無限軌道
むげんきどう
起動輪、転輪、遊動輪(誘導輪)を囲むように一帯に接続された履板(りばん)・シュー (Shoe) の環である。
概要
無限軌道は18世紀後半から19世紀にかけて発案されてきたが、実用的なものは20世紀初頭に重量のかさむ蒸気機関を用いたトラクションエンジンの走行部として開発された。さらに2度の世界大戦で戦車などの軍用装軌車両の実用化と主流化を経て発達した技術である。他にも不整地走破能力を要求される農業機械、建設機械、雪上車などで用いられている。日本語の「無限軌道」の言葉の意味は、軌道(電車に例えるなら、レール)を転輪に撒きつける事で、無限に状態のよいレール上を走る事が出来る機構という意味である。

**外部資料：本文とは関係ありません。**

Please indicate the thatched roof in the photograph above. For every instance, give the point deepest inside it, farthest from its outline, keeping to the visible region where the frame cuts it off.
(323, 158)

無限軌道には、クローラー (Crawler)、トラックベルト (Trackbelt)、履帯、キャタピラなど、複数の呼び名がある。一般用途では、無限軌道と呼ばれる。軍事用語では、履帯(りたい)と呼ばれる。日本の法令条文(車両制限令、道路交通法施行規則等)ではキャタピラの変化したカタピラという用語が用いられている(以前は履帯という用語が用いられていた)。一般によく用いられる「キャタピラ」は米国キャタピラー社 (Caterpillar Inc.) の登録商標である。